Thursday, May 02, 2013

WORLD_ Film's Vietnam vet find after 44 years false: US

Film's Vietnam vet find after 44 years false: US

AFP Updated May 3, 2013, 3:09 am




Film's Vietnam vet find after 44 years false: US


HANOI (AFP) - A man who claimed in a widely publicised documentary to be an American soldier, missing since his helicopter was shot down during the Vietnam War, is actually Vietnamese, the US said Thursday.

"Unclaimed", directed by Michael Jorgensen, which has generated an explosion of interest since its premiere this week, purports to have discovered US serviceman John H. Robertson -- alive, well and living in the communist nation.

But a United States Defense Department statement said the man -- who appeared on film in an emotional "reunion" with Robertson's sister -- has been DNA tested and found to be a citizen of the Southeast Asian country.

"All claims and alleged live sighting reports related to Robertson have been investigated and found to be false," according to a release from the Defense Prisoner of War/Missing Personnel Office on Thursday, provided to AFP by the US Embassy in Hanoi.

A tightly edited trailer for the movie, posted on production company Myth Merchant Films' website, does not show any clear full-face images of the Vietnamese man, known by the name Dang Ngoc Than.

Nearly 60,000 American soldiers died in the bloody Cold War-era conflict, which also claimed the lives of up to three million Vietnamese civilians and soldiers before ending in 1975 with Vietnam's reunification.

Robertson was on board a Vietnamese Air Force H-34 helicopter that came under heavy enemy ground fire in May 1968 and crashed, leaving no survivors.

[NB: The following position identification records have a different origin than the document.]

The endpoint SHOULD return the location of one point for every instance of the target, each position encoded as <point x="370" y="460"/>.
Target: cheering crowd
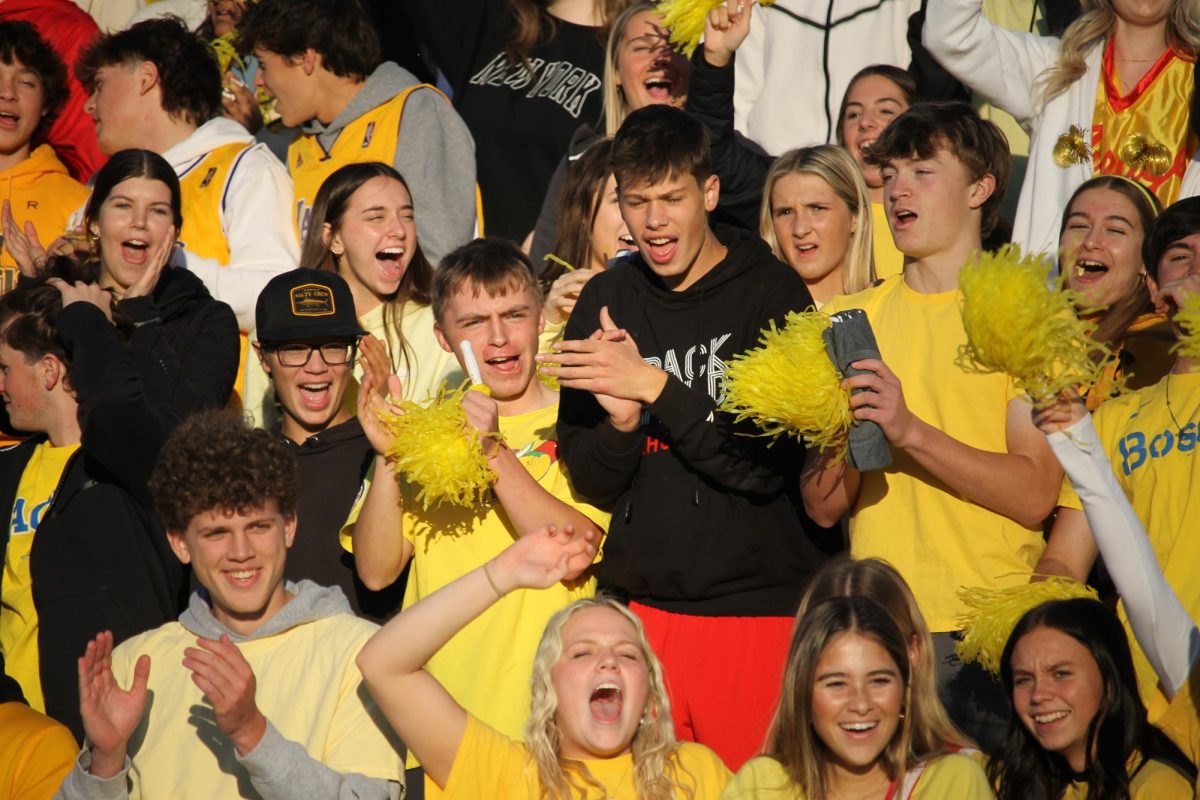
<point x="364" y="376"/>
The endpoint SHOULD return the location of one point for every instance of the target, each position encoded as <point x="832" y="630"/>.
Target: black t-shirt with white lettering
<point x="522" y="120"/>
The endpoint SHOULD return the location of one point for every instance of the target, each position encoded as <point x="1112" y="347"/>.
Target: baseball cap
<point x="305" y="304"/>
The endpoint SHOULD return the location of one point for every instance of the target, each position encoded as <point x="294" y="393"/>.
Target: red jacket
<point x="67" y="29"/>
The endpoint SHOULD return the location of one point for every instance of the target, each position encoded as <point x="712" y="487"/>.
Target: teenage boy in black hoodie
<point x="307" y="340"/>
<point x="707" y="534"/>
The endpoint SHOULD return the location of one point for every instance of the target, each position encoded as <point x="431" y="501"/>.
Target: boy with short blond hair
<point x="971" y="480"/>
<point x="484" y="293"/>
<point x="708" y="539"/>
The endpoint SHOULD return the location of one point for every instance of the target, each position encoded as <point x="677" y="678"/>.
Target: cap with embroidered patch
<point x="306" y="304"/>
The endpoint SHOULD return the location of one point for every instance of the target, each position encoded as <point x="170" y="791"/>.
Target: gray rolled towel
<point x="847" y="340"/>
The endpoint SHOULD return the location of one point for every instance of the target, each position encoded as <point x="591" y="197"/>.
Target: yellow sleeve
<point x="359" y="739"/>
<point x="1159" y="781"/>
<point x="487" y="764"/>
<point x="700" y="769"/>
<point x="953" y="776"/>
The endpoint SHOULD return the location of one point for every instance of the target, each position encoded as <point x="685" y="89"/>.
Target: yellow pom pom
<point x="790" y="386"/>
<point x="1188" y="318"/>
<point x="433" y="447"/>
<point x="1018" y="323"/>
<point x="994" y="613"/>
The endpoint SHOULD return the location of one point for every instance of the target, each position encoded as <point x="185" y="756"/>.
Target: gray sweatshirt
<point x="279" y="768"/>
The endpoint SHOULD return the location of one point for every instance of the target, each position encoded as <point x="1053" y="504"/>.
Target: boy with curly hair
<point x="269" y="701"/>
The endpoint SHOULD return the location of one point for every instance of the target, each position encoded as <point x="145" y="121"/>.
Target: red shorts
<point x="723" y="677"/>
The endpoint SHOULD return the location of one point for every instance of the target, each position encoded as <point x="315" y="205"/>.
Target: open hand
<point x="109" y="713"/>
<point x="545" y="557"/>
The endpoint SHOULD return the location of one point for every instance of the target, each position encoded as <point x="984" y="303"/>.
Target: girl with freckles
<point x="845" y="727"/>
<point x="600" y="721"/>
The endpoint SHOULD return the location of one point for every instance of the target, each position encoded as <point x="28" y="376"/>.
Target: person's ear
<point x="148" y="77"/>
<point x="262" y="356"/>
<point x="289" y="530"/>
<point x="179" y="546"/>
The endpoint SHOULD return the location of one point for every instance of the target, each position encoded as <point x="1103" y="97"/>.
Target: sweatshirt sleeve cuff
<point x="82" y="783"/>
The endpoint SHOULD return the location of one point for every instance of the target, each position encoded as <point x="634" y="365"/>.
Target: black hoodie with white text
<point x="706" y="516"/>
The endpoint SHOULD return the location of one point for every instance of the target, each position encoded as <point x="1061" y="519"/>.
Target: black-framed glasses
<point x="334" y="354"/>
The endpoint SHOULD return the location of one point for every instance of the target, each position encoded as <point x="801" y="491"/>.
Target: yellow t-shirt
<point x="306" y="684"/>
<point x="1151" y="438"/>
<point x="426" y="367"/>
<point x="41" y="191"/>
<point x="449" y="541"/>
<point x="492" y="765"/>
<point x="1157" y="108"/>
<point x="1153" y="781"/>
<point x="936" y="539"/>
<point x="36" y="753"/>
<point x="888" y="259"/>
<point x="18" y="615"/>
<point x="948" y="776"/>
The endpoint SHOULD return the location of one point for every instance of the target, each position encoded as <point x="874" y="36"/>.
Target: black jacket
<point x="100" y="560"/>
<point x="333" y="465"/>
<point x="706" y="518"/>
<point x="185" y="344"/>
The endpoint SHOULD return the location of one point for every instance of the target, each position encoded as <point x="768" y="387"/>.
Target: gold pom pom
<point x="1019" y="323"/>
<point x="994" y="613"/>
<point x="790" y="386"/>
<point x="1072" y="148"/>
<point x="685" y="20"/>
<point x="1188" y="318"/>
<point x="433" y="447"/>
<point x="1145" y="155"/>
<point x="227" y="55"/>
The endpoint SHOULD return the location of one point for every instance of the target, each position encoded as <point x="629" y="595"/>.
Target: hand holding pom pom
<point x="433" y="446"/>
<point x="789" y="386"/>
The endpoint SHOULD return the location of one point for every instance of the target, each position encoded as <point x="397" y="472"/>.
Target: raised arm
<point x="420" y="711"/>
<point x="381" y="549"/>
<point x="1161" y="624"/>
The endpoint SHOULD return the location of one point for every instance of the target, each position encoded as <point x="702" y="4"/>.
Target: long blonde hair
<point x="880" y="582"/>
<point x="616" y="107"/>
<point x="1096" y="23"/>
<point x="654" y="743"/>
<point x="833" y="164"/>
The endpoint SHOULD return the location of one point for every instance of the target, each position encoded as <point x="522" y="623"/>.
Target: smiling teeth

He was declared dead in 1976.

The documentary follows Vietnam veteran Tom Faunce as he tries to find the "true identity of a man claiming to be an American Special Forces MIA still living in a remote Vietnamese village," according to the film's promotional material.

The film-makers in a post on their Facebook page said the movie was not "produced to help perpetrate fraud of any kind or misrepresent anyone's identity".

Investigators interviewed the Vietnamese man twice, in 2004 and 2009, after "alleged live sighting reports", according to the US statement.

Fingerprint samples taken at the time were not the same as those on file for the missing serviceman, it said, and DNA "did not match either of Robertson's siblings".

"A recently released film features this same Vietnamese individual who continues to allege that he is Robertson," the statement added.

Had the man been proven to be Robertson, he would theoretically have been entitled to back pay and veterans' benefits from the US government.

Some 1,971 Americans were left unaccounted for at the end of the Vietnam War, according to figures from the US Joint Prisoners of War, Missing in Action Accounting Command (JPAC), which handles the search for the bodies of MIAs.

Around 700 have been identified, and some 600 more are listed as "no further pursuit", meaning it is not possible to recover their remains, but JPAC is still hunting for the remains of about 700 missing individuals.